The conference is geared to showcase conservative resistance to Bishop-elect Robinson's upcoming Nov. 2 consecration and show support for an alternative Episcopal province that could supplant or exist alongside the official Episcopal Church of the United States (ECUSA).

"We are seeing an incredible response for 'A Place to Stand,'" said the Rev. David Roseberry, rector of Christ Church, a Plano, Texas, congregation that helped organize the gathering. "The number of priests who have registered is equivalent to roughly 10 percent of all active clergy in ECUSA and the overall number of registrants is larger than the number of ECUSA deputies and bishops who attended General Convention."

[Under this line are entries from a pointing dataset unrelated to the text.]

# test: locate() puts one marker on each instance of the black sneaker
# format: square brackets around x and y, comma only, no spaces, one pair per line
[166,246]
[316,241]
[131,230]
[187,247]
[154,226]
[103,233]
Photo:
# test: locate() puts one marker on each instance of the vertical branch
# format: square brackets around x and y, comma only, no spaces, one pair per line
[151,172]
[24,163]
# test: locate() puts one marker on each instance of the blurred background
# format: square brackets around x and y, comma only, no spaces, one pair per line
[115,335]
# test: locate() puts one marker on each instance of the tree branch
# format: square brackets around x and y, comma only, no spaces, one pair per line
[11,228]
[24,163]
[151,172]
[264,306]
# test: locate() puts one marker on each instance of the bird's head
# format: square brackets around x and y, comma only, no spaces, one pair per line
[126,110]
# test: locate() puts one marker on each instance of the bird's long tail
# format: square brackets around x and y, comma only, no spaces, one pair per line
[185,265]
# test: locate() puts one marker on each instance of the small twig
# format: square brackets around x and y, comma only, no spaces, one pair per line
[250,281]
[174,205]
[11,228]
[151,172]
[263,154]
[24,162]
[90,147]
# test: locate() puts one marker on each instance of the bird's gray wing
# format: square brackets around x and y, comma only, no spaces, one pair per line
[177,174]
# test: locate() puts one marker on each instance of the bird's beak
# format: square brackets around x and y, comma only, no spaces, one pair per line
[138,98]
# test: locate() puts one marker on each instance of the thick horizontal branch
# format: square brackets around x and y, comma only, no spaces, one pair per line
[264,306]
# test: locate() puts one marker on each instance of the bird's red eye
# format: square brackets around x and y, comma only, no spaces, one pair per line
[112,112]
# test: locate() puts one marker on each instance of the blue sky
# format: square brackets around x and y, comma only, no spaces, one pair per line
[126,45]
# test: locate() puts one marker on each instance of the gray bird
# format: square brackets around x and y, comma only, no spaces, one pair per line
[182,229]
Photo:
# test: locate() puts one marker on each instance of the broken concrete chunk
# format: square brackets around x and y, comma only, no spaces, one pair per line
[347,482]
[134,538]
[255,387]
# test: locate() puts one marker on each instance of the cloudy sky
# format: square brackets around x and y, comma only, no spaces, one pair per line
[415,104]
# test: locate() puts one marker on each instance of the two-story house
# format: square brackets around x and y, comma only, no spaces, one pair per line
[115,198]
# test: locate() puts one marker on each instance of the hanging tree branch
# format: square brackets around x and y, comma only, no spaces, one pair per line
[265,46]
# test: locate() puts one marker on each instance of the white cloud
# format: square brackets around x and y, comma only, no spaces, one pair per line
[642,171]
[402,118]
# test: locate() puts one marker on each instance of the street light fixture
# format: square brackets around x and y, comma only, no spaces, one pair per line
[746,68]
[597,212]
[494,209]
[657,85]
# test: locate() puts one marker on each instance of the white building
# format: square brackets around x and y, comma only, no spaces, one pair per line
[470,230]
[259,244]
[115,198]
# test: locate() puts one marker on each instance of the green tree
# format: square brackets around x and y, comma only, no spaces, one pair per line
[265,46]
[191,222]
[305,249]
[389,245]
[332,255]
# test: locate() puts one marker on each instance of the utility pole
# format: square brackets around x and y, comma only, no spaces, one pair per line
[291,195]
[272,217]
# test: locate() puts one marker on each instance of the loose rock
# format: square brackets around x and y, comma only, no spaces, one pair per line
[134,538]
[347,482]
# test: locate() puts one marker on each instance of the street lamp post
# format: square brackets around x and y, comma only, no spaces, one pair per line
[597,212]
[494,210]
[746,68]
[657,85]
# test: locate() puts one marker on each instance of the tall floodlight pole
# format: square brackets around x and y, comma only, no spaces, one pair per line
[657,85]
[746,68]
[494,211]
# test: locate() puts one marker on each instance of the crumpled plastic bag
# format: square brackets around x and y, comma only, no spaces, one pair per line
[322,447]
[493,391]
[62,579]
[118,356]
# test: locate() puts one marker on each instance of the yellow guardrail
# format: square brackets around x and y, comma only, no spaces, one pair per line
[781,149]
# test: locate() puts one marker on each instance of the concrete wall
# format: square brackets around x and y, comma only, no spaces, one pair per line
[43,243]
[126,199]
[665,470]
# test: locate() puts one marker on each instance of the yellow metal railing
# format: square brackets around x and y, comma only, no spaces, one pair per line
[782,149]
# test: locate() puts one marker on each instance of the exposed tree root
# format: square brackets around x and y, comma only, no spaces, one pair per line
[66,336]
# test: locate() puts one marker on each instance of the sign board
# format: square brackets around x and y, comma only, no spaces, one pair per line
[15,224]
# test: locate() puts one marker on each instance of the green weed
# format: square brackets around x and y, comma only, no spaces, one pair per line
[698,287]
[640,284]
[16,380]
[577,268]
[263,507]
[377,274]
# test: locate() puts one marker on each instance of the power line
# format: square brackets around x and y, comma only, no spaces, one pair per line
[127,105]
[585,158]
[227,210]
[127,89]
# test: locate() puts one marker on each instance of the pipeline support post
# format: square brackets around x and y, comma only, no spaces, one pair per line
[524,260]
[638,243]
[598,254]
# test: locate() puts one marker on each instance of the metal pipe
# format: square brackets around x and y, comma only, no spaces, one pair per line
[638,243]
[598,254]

According to media reports, many Episcopalians are either staging financial revolts against their bishops, leaving their parishes or threatening to do so unless an emergency meeting of 38 archbishops from around the Anglican Communion, meeting Oct. 15 to 17 in London, can discipline the Episcopal Church. ECUSA is the U.S. branch of the 70 million-member Anglican Communion.

Specifics of the split among Episcopalians are posted at www.cfdiocese.org, the Web site of the Diocese of Central Florida. Its bishop, the Rt. Rev. John Howe, was invited to a mid-September gathering of 11 conservative and liberal bishops at church headquarters in New York.

There, the group was given details on a "massive fallout" in the wake of the General Convention.

"Here in the Southeast, seven congregations in one of our dioceses are contemplating leaving the Episcopal Church," Bishop Howe wrote. "In another diocese, a $5 million bequest that was to go to the Episcopal Church will now be going elsewhere.